Eimuntas Nekrosius (Art. corrente, Pag. 1, Foto generica)Parliamo ora della restituzione del workshop da lei diretto relativo alle “Lettere a Lucilio” di Seneca. C’è una scena in cui voci di vari paesi e tempi lontani si intersecano tra loro: l’italiano, il latino e l’inglese, le culture si incrociano non solo sul piano geografico ma anche su quello temporale. Di solito il ponte tra culture appartenenti a periodi storici diversi è stato per secoli per lo più l’immagine, come la pittura e poi la fotografia o il cinema perché la letteratura non è sempre stata accessibile a tutti, solo in tempi recentissimi, per via dell’analfabetismo, che tra l’altro in alcuni luoghi è ancora una realtà. Lei per creare un ponte ne tempo tra le culture contemporanee e passate ha scelto una radio che utilizza per dare corpo alla voce del tempo passato, per esempio i latini. Come mai la radio?

«Potrebbe essere un’interpretazione ma è un frammento molto piccolo. Noi forse volevamo giocare con il concetto delle onde, che esistevano da sempre in diverse forme nella natura, anche come intuito o sensazioni che trasmettiamo gli uni agli altri. C’erano 1000 anni fa e ci sono adesso, le cose sono sempre le stesse e volevamo giocarci con un po’ di humour, perché posso essere serio quando leggo l’opera a casa ma a teatro si gioca e a volte ci si diverte».

Infatti è una scena che ha molto divertito il pubblico, così come un’altra scena in cui due personaggi dicono quanto sia d’avanguardia vedere un teatro di cui non si capisce niente, meno si capisce e più d’avanguardia, ancor di più se si tratta di classici latini rifatti da uno straniero. Il discorso messo in scena tra i due sembra autoironico. È forse una risposta a qualche critica che c’è stata?

«No, direi che non c’era sottotesto in quel senso lì, semplicemente un po’ di humour: anche nelle cose più serie e drammatiche fa da contrappeso e quindi mi piace molto usarlo ed è molto importante».

Come è stato lavorare con gli attori italiani? Noi italiani abbiamo moltissimi accenti, dialetti e lingue locali diverse, lei ha tenuto conto di questa cosa?

«Sì, avevo presente ma abbiamo avuto pochissimo tempo per le prove: abbiamo provato solo 6 giorni. Mi sono accorto che alcuni parlano in maniera diversa o molto velocemente oppure non articolano tanto bene per cui dicevo sempre di esprimersi nella maniera più chiara possibile e di articolare bene. Non so se siamo riusciti in così poco tempo ad avvicinarsi ad un italiano comune, che è una lingua così bella, però questa voglia ce l’avevamo tutti».

Come ha scelto gli spettacoli per la rassegna e che tipo di pubblico si aspettava?

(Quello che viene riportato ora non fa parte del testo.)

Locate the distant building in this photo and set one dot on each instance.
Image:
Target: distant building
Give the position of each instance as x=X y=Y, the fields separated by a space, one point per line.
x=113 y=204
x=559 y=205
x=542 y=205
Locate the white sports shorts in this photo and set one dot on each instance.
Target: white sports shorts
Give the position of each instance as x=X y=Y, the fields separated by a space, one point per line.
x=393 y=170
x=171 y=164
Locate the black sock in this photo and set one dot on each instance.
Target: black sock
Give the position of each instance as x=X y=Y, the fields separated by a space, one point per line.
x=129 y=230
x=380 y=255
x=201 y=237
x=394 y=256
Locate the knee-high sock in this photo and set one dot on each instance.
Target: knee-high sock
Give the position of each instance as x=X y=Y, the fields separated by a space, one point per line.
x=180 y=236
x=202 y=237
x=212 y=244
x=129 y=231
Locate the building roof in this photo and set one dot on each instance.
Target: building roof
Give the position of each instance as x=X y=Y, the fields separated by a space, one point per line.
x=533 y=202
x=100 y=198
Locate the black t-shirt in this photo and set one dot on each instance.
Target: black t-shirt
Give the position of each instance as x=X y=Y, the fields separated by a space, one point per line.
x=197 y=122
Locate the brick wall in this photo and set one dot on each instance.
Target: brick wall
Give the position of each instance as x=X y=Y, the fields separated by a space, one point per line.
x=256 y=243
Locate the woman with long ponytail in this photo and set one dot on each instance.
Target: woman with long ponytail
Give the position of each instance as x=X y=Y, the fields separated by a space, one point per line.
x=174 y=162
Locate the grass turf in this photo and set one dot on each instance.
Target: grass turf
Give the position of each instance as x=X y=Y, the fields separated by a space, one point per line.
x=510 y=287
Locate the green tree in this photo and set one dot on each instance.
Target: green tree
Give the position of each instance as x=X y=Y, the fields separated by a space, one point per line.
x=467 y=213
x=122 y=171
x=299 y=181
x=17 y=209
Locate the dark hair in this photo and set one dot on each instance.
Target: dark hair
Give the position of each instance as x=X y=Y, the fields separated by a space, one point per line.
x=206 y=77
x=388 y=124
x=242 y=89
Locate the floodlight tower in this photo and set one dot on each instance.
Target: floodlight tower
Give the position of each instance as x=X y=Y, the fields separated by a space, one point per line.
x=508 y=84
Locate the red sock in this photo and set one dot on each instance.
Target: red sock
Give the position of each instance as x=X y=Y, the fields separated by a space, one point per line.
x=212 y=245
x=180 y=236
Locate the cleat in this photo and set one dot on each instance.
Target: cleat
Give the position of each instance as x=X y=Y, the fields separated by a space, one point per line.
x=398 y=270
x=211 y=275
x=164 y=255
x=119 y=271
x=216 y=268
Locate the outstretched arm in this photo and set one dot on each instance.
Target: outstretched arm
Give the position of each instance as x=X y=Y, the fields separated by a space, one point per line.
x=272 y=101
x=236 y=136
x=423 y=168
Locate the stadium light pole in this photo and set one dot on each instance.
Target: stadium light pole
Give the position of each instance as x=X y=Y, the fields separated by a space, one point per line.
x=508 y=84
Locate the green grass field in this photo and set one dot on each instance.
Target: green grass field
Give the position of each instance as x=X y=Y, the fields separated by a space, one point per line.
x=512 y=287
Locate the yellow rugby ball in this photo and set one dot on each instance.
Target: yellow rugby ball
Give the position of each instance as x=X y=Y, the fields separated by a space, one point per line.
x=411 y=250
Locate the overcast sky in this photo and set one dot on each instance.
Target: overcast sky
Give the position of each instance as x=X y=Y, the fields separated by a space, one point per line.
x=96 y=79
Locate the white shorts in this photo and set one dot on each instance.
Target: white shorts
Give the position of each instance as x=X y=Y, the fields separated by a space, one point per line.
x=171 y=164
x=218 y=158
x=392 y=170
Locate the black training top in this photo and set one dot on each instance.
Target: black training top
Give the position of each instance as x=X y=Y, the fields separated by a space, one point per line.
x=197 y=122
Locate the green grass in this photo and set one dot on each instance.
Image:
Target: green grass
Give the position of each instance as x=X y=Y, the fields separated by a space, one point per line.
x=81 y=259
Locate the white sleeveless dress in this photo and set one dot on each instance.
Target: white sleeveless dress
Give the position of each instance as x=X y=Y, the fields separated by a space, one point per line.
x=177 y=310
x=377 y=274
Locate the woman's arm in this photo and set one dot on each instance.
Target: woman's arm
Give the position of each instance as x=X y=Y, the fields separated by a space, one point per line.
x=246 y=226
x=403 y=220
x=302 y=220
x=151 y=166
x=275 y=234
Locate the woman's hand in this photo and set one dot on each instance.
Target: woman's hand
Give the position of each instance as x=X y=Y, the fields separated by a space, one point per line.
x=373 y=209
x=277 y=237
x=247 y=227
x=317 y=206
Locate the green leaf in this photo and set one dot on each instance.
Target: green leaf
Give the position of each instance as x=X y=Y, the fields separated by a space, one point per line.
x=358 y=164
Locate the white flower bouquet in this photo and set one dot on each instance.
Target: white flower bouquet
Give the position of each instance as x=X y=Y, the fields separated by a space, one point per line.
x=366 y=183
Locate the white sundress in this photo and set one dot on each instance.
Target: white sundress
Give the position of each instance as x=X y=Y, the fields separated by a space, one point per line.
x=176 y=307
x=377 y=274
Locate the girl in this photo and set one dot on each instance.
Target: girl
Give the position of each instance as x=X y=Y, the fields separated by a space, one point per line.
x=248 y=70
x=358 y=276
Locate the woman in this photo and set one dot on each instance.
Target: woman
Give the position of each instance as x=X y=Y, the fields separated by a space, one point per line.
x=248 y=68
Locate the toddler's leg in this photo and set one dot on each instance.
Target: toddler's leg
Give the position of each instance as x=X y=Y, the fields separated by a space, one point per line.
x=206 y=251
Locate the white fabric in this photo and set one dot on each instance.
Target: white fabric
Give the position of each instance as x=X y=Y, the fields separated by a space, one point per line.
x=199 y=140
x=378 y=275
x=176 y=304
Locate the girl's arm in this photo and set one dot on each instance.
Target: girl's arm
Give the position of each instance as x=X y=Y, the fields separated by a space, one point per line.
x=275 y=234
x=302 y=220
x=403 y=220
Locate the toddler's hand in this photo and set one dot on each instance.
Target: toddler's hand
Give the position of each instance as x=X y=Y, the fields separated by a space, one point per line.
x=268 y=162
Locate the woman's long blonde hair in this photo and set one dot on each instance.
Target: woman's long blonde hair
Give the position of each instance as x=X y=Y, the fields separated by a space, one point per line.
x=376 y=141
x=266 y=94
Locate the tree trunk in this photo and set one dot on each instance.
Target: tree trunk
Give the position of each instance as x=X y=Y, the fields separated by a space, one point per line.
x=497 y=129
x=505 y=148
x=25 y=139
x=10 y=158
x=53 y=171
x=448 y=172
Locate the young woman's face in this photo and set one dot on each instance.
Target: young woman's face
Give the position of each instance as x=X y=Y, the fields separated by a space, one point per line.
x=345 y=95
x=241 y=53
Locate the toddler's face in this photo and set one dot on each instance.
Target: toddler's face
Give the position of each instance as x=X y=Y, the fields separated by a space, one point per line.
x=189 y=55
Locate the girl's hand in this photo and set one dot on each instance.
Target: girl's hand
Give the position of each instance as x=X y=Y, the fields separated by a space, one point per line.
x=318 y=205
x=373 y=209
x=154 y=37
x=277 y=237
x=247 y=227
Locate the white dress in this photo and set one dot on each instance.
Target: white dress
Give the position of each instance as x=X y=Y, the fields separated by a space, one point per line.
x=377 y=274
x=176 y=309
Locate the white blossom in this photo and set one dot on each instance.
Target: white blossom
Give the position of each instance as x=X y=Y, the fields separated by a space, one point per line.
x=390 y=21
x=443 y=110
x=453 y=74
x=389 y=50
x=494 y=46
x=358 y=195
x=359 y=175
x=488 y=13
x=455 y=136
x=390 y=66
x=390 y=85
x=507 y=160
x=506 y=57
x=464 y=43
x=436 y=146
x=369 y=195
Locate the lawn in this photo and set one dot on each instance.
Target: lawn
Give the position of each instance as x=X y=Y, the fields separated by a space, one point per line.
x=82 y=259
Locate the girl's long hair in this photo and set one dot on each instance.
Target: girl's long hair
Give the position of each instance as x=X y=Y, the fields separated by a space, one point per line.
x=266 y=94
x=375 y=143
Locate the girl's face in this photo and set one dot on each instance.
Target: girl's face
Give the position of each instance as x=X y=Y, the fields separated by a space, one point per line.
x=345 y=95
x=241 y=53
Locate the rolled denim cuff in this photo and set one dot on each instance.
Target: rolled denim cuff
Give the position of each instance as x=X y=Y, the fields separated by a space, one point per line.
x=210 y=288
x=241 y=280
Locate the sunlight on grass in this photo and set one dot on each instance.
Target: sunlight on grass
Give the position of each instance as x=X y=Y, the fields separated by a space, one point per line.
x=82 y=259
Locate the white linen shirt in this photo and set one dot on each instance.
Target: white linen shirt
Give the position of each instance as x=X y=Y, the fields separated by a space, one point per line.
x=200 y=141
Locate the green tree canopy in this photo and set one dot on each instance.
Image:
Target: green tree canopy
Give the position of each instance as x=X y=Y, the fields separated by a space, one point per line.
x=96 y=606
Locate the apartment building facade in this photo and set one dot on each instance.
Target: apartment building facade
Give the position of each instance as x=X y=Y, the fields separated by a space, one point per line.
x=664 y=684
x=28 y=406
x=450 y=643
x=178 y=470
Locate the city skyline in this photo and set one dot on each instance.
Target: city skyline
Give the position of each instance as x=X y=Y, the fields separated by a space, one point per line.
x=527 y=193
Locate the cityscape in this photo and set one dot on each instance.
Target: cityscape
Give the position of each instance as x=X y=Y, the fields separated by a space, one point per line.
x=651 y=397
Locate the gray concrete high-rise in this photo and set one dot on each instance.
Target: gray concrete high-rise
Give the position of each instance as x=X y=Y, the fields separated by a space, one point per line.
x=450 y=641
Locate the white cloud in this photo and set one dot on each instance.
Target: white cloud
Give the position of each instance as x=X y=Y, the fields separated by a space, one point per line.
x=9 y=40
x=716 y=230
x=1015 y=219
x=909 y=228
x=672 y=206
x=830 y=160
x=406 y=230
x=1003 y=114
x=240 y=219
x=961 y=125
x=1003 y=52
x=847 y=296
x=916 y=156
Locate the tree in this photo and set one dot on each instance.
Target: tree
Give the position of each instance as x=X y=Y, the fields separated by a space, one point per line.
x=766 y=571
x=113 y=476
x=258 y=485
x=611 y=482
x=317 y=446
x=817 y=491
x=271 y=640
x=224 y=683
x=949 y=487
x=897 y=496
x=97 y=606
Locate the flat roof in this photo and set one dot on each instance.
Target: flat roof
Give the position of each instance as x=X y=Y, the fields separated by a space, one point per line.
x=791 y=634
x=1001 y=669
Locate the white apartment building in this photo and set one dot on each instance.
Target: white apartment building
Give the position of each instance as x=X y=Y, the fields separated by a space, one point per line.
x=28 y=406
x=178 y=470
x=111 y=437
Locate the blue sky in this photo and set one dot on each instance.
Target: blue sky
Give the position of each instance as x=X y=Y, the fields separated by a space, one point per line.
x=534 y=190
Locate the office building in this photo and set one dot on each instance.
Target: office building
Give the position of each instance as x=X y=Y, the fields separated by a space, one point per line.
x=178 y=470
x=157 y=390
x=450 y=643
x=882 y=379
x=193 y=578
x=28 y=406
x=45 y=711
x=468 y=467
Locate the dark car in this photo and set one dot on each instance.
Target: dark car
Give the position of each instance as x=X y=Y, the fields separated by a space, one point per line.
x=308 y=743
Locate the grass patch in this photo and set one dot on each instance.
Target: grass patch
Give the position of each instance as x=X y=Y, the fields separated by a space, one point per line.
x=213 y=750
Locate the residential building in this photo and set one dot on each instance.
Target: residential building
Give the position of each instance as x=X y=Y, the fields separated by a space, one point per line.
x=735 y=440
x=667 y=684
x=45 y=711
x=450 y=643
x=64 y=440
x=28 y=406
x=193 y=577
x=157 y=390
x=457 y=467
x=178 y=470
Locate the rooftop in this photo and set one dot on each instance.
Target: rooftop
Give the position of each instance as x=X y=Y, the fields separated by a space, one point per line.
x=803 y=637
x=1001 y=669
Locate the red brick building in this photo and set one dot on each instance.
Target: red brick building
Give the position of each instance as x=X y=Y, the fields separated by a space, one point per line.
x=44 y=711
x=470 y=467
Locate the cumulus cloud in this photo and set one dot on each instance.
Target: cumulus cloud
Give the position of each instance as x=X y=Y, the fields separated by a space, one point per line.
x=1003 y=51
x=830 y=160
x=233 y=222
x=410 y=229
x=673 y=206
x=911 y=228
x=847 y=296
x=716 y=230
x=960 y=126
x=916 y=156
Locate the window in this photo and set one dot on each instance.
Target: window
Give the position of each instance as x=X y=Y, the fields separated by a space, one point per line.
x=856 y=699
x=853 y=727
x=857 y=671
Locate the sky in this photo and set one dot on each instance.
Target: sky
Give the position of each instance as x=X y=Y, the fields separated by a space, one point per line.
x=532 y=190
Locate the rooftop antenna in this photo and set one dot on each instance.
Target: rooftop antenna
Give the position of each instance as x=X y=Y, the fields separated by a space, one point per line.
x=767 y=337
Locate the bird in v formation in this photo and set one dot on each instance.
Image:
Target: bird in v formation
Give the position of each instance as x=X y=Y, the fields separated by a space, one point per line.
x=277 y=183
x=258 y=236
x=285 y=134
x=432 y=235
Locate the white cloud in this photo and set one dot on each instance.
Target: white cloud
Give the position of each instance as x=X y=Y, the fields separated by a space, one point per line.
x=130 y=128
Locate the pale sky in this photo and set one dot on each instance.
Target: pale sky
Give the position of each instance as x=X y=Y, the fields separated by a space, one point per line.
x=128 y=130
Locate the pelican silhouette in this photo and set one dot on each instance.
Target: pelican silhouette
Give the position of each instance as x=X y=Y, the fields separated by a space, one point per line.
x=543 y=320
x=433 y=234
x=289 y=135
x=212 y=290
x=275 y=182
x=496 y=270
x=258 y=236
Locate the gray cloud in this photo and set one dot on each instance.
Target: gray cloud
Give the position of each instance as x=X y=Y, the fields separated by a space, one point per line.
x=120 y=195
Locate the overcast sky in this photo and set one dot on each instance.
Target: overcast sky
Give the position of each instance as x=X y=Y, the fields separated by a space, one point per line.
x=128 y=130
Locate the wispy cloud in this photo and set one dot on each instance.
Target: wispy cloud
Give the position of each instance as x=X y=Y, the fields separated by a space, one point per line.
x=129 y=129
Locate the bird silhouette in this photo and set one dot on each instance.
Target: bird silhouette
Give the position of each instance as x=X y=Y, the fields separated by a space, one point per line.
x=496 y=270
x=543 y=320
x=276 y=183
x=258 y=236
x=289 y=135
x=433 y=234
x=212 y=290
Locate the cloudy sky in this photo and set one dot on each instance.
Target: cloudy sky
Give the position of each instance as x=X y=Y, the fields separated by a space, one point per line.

«All’inizio non conoscevo il pubblico di Vicenza, non avevo nessuna idea di che pubblico spettarmi per questo tipo di rassegna. Adesso che l’ho conosciuto un po’, mi sembra un pubblico molto serio, con una base accademica forte, che se ne intende di letteratura e che va a vedere le cose ben preparato. Però per quanto riguarda il programma non posso ancora dire se ci siamo riusciti o meno perché la rassegna non è ancora finita, abbiamo il “Caligula” in questi giorni e per il momento non metterei né punto interrogativo né esclamativo ma puntini di sospensione sia per me stesso che per gli spettatori».

Lei è uno dei grandi maestri internazionali del teatro di ricerca. Esiste un momento in cui un artista o un regista sentono di doversi fermare o che comunque si è raggiunto un punto in cui non si può andare oltre?

«Certo che questo punto esiste ma nessuno vuole riconoscerlo nella sua esistenza, non è facile riconoscerlo e dire che questo è il punto e basta, bisogna essere molto onesti con se stessi. Bisogna capirlo ma in realtà nella vita non funziona così perché magari si è influenzati da colleghi e collaboratori, nascono nuovi progetti, vogliono mettere in scena ancora delle cose e credono in te, appoggiano tante aspettative in te. Questo è molto bello però dall’altra parte bisogna tener presente che questo punto esiste, anzi, prima uno lo dice e meglio è sia per se stessi che per le persone con cui si lavora, solo che non è facile dirlo. È un’ottima domanda questa che mi ha fatto: funziona così in tutte le arti, non solo nel teatro. Bisogna avere coraggio».